With the aid of the pharmaco-EEG, essential information can be obtained in early drug development regarding CNS penetration and efficacy of new substances as follows:
- Evidence for substance penetration (bioavailability) in the CNS on the basis of PD changes. In addition to the classic PK parameters (e.g., tmax, Cmax, AUC and t½), EEG/ERP parameters can be used to demonstrate time- and dose-effect correlations.
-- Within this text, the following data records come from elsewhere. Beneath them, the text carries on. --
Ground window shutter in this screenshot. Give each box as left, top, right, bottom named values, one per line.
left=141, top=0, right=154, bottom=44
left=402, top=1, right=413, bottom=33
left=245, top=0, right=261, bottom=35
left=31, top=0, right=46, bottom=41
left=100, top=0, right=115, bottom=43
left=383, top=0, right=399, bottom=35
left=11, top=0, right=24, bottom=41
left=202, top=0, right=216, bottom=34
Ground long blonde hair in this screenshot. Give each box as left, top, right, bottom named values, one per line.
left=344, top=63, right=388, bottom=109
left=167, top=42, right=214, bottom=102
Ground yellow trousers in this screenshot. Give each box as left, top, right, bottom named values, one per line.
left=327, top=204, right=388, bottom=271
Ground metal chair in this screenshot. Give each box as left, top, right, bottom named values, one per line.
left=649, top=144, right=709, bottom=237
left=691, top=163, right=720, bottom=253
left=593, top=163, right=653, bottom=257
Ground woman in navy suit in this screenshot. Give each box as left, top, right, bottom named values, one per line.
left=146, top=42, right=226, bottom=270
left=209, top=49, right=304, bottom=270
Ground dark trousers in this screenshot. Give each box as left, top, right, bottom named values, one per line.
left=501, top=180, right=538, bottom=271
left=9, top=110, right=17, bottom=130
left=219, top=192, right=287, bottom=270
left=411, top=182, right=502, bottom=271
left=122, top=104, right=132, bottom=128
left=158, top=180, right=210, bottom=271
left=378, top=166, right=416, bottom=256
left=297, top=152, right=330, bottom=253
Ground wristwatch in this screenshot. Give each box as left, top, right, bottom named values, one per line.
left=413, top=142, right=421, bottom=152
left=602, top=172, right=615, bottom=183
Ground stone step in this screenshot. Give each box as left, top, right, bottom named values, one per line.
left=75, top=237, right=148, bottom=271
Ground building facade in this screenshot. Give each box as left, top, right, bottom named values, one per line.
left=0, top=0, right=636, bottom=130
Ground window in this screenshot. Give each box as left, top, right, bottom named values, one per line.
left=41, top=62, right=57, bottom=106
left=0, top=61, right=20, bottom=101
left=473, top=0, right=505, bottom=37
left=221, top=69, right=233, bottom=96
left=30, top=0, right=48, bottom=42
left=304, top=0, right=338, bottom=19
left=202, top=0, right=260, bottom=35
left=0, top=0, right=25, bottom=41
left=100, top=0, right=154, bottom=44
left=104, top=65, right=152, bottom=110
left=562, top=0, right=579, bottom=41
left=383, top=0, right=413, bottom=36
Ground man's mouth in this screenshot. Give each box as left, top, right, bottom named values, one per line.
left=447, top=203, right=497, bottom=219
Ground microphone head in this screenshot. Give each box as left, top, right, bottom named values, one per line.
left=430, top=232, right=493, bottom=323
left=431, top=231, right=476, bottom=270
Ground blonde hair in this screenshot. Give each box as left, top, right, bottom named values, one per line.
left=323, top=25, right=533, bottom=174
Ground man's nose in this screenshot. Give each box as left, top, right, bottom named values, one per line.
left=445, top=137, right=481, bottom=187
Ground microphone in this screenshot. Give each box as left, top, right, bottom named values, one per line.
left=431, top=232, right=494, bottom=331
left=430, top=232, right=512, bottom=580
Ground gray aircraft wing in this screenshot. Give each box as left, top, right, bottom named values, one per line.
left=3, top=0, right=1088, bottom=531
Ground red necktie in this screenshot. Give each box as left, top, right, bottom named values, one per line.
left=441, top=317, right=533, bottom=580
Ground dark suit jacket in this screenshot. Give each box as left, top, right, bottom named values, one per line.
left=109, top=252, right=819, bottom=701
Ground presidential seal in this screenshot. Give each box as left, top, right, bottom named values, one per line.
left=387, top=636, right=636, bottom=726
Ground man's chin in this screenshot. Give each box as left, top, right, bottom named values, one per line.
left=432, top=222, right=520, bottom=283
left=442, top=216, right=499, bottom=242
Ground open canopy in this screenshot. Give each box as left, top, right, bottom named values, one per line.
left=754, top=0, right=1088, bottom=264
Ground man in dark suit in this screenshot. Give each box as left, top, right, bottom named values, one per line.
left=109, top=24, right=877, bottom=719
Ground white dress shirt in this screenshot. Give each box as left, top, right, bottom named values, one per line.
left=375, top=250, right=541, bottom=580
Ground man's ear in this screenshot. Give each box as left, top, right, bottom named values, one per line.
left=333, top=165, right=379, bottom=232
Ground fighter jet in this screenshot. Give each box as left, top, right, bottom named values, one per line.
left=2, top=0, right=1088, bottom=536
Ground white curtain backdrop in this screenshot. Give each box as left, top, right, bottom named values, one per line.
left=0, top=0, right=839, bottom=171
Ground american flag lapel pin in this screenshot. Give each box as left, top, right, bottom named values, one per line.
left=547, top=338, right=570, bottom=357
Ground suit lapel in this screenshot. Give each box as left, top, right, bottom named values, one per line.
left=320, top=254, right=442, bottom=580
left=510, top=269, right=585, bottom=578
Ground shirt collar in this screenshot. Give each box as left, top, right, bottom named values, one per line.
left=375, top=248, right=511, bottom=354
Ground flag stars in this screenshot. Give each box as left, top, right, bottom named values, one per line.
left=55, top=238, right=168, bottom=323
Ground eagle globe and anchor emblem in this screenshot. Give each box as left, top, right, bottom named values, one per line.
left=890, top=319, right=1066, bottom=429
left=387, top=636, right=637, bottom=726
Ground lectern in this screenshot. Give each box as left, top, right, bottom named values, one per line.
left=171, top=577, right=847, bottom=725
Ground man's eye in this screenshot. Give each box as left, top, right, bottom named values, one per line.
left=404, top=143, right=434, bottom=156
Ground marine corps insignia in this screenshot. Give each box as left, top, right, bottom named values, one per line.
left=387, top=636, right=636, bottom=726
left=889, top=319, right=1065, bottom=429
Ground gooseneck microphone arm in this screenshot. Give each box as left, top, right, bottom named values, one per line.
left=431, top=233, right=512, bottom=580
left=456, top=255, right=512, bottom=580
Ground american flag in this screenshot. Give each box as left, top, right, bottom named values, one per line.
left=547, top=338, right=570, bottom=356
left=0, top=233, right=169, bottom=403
- Proof of CNS effects of a substance by comparison of quantitative EEG (qEEG/ERP) changes between pre- and post-dose measurements.
- Characterization of psychotropic properties of a substance by comparison with psychotropic class effects of marketed drugs. Classic psychotropic drugs show typical pharmaco-EEG profiles, thus allowing assignment of new substances in many cases.
- Determination of new substance’s therapeutic window. The dose at which a new substance can be statistically distinguished from placebo, and at which it displays a psychotropic effect in comparison with a reference preparation, is often a therapeutically effective dose.
- Proof of adverse CNS effects of non-psychotropic substances (e.g., sedation produced by anti-hypertensive drugs or anti-histamines, changed convulsion threshold due to antibiotics).
- Determination of the bioequivalence of two different galenic dosage forms by quantitative comparison of CNS changes.